The FBI statistics for 2021 were based on a different procedure than those for other years. In 2021, the FBI required all law enforcement agencies to submit data through NIBRS, and only about 65 percent of the population was covered by agencies that submitted data. Among the nonsubmitting agencies were police departments in several of the nation’s largest cities including New York and Los Angeles. For the 2022 and 2023 statistics, the FBI allowed agencies to submit statistics either under NIBRS or the previous system used for reporting, so the 2022 and 2023 statistics are directly comparable to those from 2020 and previous years, and data were obtained directly from all city agencies covering 1 million or more inhabitants for 2023. In 2023, the FBI issued revised estimates for 2021 that obtained data for some of the non-NIBRS-submitting agencies for that year, and the 2021 estimates were revised again in the 2024 data release.

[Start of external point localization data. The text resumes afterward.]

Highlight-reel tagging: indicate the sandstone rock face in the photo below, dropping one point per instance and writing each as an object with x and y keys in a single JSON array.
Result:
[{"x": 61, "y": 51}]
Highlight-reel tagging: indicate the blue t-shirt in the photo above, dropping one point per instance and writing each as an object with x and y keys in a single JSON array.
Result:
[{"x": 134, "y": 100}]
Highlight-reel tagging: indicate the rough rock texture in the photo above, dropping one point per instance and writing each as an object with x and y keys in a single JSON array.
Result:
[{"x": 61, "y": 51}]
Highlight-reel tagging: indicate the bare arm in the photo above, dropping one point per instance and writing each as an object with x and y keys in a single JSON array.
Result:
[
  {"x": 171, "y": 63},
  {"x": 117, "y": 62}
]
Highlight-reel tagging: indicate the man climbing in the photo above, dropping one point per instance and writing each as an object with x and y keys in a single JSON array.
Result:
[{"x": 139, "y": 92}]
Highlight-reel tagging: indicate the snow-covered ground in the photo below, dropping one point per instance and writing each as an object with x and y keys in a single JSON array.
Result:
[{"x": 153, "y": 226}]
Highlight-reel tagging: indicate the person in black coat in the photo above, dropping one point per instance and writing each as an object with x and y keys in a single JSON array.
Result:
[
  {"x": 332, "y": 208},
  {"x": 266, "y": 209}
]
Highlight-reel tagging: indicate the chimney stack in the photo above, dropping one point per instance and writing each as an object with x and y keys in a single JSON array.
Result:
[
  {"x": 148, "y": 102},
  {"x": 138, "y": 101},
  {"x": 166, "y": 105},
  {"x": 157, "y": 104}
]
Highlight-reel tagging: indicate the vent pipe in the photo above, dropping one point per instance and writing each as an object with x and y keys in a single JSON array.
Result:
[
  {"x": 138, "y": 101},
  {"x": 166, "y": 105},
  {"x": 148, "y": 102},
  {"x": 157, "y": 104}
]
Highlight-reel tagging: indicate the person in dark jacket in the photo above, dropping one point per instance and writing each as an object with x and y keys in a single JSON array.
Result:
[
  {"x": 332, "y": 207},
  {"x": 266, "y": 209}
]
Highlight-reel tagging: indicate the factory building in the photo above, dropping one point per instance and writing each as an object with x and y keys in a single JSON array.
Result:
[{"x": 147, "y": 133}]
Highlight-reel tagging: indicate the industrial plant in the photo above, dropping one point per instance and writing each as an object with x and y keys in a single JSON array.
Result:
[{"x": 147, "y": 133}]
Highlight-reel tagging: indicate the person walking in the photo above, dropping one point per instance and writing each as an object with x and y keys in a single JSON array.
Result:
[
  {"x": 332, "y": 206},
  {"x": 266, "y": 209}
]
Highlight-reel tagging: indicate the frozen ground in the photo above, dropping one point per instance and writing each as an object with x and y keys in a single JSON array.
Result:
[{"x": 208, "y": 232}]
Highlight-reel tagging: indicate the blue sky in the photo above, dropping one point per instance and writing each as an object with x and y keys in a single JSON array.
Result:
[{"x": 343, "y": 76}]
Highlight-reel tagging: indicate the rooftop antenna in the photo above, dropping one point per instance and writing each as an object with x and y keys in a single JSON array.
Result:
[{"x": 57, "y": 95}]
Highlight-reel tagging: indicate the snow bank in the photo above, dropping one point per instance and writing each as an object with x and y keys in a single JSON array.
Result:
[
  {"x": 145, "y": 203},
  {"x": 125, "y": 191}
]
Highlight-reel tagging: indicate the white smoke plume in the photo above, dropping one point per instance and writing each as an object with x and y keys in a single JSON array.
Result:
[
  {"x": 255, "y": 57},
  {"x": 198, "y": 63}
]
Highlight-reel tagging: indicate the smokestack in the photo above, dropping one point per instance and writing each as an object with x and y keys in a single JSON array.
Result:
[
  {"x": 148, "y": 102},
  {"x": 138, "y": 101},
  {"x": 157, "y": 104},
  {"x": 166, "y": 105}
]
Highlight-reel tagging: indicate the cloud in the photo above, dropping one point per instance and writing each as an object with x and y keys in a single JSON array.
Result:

The FBI website statistics are dynamic, and they revise numbers from previous years as new information comes in. Most of the time, those revisions are minor, but the 2024 revision of the 2021 crime statistics is quite large. For example, Crime in the United States, 2023 reported 22,536 homicides for 2021; Crime in the United States, 2024 reported 21,462 homicides for 2021. The FBI has not responded to my query of why the 2021 number was reduced by more than 1,000 homicides.

NCVS statistics in FIgure 2 are from the annual publications Criminal Victimization. Tapp and Coen (2024) is the latest entry in this series. They can also be obtained from the N-DASH tool at https://ncvs.bjs.ojp.gov/Home.

The 2020 and 2021 statistics from the NCVS were affected by data collection disruptions due to the pandemic (see my posts on 2020 and 2021 crime statistics). The Census Bureau, which collects the data for the NCVS, could not conduct in-person interviews for several months in 2020. This meant that no data were collected from households scheduled for their first interview and that households and persons on their second through seventh interview could not be followed up with a personal visit if they did not participate in a telephone interview. Persons interviewed face-to-face, however, typically report more victimizations than those interviewed over the telephone (Catalano, 2016), which “may be due to the interviewing conditions or the composition of respondents” interviewed by telephone or face-to-face. The Census Bureau added some weighting adjustments to attempt to compensate for the missing face-to-face interviews, but it is possible that these adjustments did not fully account for the missing data.

Although the NCVS represents the best available national data about crimes not reported to police, the NCVS response rate has been decreasing in recent years. Krueger et al. (2024) write: “Despite the measures taken to reduce nonresponse bias, there may still be some amount of nonresponse bias that cannot be corrected without knowing the victimizations of the nonrespondents.” NCVS response rates in the early 1990s exceeded 95 percent; in 2023, only 67 percent of eligible sampled households participated in the survey and 82 percent of eligible persons in the responding households answered the survey questions, so the overall response rate for persons in 2023 was about 55 percent (Krueger et al., 2024).

The major cause of the decrease in NCVS response rate has been the dramatic increase in the NCVS household refusal rate since 2010. Larsen et al. (2020) reported that the NCVS had a refusal rate close to 3 percent until 2010. After 2010, however, the refusal rate began increasing rapidly, with 15 percent of eligible households refusing to participate in the survey in 2016 and 31 percent of eligible households refusing to participate in 2023 (Krueger et al., 2024). More research is needed on characteristics of households and persons that refuse to participate in the survey; one possibility would be to use multiple data sources as suggested in National Academies of Sciences, Engineering, and Medicine (2023).